We stress that 2000 iterations were significantly more than what the algorithm needed to converge. In most cases, the upper bound only decreased by 0.2% after the initial 200 iterations and by 0.1% after the first 500 iterations. Admittedly, it would have been reasonable to terminate the algorithm after 1000 iterations as the final 1000 iterations only yielded a \(\sim 0.03\%\) decrease of the upper bound. Our reasoning behind using so many iterations was that we wanted the upper bound of SDDP to get as low as possible to make the results as comparable to the lower bound provided by the rolling horizon methods as possible. However, this makes the provided runtime for SDDP higher than what it could have been.

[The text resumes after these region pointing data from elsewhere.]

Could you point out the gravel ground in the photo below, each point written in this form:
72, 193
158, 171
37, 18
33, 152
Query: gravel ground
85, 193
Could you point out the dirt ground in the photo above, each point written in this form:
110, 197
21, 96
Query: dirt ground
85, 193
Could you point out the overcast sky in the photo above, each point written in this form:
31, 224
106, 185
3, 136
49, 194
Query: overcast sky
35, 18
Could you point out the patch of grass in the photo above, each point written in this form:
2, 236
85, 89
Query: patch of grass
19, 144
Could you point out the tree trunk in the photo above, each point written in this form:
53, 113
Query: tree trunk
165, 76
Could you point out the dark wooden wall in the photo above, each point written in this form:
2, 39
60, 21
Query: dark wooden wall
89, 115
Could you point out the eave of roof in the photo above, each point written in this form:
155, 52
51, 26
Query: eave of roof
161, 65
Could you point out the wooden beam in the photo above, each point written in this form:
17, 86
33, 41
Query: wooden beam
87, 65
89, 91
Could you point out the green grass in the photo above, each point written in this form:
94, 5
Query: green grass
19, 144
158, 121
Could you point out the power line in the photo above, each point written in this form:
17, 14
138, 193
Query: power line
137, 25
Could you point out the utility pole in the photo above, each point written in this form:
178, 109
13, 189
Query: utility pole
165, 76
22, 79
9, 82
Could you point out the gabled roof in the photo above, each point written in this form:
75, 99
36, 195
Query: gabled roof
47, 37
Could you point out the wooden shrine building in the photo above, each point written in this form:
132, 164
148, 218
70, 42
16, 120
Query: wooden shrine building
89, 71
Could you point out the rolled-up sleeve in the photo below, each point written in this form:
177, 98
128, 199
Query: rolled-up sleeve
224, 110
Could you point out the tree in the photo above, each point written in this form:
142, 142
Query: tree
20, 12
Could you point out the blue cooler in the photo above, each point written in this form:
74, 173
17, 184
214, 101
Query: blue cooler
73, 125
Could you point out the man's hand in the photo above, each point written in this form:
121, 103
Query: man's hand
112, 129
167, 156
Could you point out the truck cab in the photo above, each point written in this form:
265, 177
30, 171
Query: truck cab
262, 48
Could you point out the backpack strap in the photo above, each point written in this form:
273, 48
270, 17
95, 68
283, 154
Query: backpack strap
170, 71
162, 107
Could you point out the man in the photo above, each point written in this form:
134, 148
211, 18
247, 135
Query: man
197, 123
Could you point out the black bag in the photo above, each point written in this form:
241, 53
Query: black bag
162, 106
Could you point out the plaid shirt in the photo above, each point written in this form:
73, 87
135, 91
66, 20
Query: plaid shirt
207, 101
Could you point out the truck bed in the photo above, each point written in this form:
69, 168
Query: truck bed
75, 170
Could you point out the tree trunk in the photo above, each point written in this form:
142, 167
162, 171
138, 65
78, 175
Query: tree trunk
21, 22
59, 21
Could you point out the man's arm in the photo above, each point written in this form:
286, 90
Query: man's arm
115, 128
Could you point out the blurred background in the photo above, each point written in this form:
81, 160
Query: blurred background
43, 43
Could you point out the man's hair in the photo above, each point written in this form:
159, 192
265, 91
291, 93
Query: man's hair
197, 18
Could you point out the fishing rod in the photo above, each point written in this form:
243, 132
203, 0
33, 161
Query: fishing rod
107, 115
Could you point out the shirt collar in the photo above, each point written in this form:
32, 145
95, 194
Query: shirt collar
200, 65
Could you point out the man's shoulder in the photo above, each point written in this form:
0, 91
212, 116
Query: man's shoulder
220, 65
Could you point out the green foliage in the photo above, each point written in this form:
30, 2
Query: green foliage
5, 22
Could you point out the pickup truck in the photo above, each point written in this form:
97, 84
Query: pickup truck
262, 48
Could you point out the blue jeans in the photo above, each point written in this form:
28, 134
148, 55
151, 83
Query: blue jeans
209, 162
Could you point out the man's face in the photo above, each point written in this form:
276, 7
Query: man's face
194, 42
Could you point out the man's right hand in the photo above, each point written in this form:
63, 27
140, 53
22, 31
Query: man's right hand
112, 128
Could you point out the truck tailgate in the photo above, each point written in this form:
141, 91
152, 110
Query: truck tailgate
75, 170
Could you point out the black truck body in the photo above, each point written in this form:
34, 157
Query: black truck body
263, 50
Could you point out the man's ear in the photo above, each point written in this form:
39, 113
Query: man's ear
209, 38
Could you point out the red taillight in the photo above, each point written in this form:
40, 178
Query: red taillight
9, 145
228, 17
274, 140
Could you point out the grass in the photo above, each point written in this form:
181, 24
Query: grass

It should also be noted that 125 discrete states per stage for the SDDP method is a relatively small amount, and with an increase in states there would have been an increase in processing time.

9 Concluding remarks

We propose a new approach to solving the medium-term reservoir management problem. The aim is to approximate the value function as it depends on current price levels and current reservoir levels. When medium-term hydropower planning is used to support the decision-making for short-term planning, only the value function is passed to the short-term planning problem, not necessarily a deterministic policy. Thus, we do not require the algorithm to generate deterministic policies, and rather allow them to be stochastic while taking care not to relax information constraints. This ensures that the algorithm yields estimated lower bounds on the objective function value, as our method relies on possible scenarios for the future development of prices and inflow. The new approach, called STRO, is compared to SDDP and RI.

Although STRO can be applied to broader classes of problems compared to those solved by SDDP, we designed the experiments to suit SDDP well. We leave for future work to explore the performance on non-convex problems.

Sources of bias potentially impacting the comparisons of the implemented models include both discretization and sampling error subjected to the different methods. Efforts were made to mitigate this by performing multiple trial runs, averaging the results, and performing experiments that, for instance, aimed to bypass the discretization error of SDDP. We have also used seeding to ensure that the exact sampling error is imposed on the rolling horizon methods.

Another factor to consider is that the methods discussed and compared were only tested on a single hydropower system, using only one type of inflow and price model. Specific properties of the case system can make the method more suitable, which can mean that similar results will not be achievable for other systems. These concerns were not explored in the interest of scope, but they should be further examined in the future.

With these points made, we emphasize that the RI algorithm has been shown to produce promising results when applied to the reservoir management problem by other authors with different stochastic models for the exogenous processes. This strengthens our confidence in the results.

The idea of using a sampling-based heuristic for rolling horizon methods can also be explored further. The STRO method only considers building two-stage stochastic convex programs, but in principle, multi-stage non-convex stochastic programs could be built and solved instead.